Issue 2: Whether the matters pleaded in paragraphs 8(1)-(4) in the Statement of Case gives

rise to express or implied terms in the ITT

45. From the analysis above there is no room for the implication of the term to provide reasons

as articulated in paragraph 8(4) of the Statement of Case or as a component of the duty to act

in good faith.
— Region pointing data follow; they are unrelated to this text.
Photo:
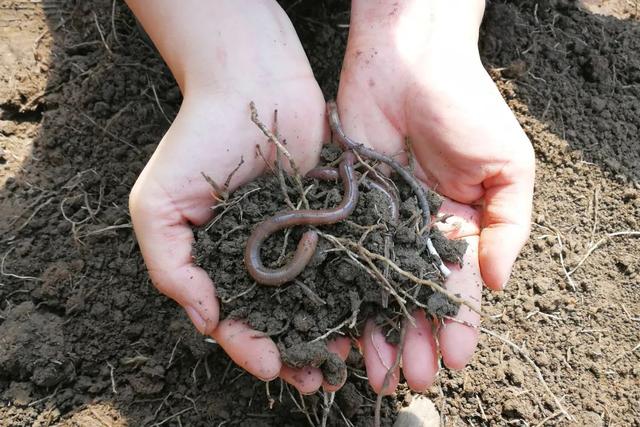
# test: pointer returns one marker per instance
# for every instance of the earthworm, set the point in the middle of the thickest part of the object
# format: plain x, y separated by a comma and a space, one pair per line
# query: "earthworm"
328, 173
307, 245
421, 195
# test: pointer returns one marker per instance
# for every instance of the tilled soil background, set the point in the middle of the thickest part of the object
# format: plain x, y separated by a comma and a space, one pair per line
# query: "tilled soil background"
85, 339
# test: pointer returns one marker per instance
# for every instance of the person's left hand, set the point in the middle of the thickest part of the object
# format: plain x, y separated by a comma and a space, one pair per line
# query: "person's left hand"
412, 69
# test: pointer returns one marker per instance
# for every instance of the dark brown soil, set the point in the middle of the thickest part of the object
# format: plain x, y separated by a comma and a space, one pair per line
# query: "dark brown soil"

There is no room for implying the term as set out in para 8 (a) of the Statement

of Case.

46. An obligation to act in good faith as pleaded in paragraphs 8(1) to (3) of the Statement of

Case for the reasons explained above is unhelpful unless there is in the contract a specific

obligation which founds the cause of action for breach of contract of the failure to provide

sufficient or detailed reasons.

47. I have resolved these preliminary issues against the Claimant and accordingly as a

consequence, I agree with the submissions of the Defendant that the claim as pleaded must be

dismissed. In any event, properly read the letter issued by the Defendant does state clearly

the reasons for the rejection of the tender on its inability to agree cost and price. To insist on

something more simply goes beyond what both parties had intended in agreeing on this

preliminary tendering process.

Conclusion

48. The claim is dismissed with half of the Defendant’s costs to be paid by the Claimant to be

quantified by this Court in default of agreement.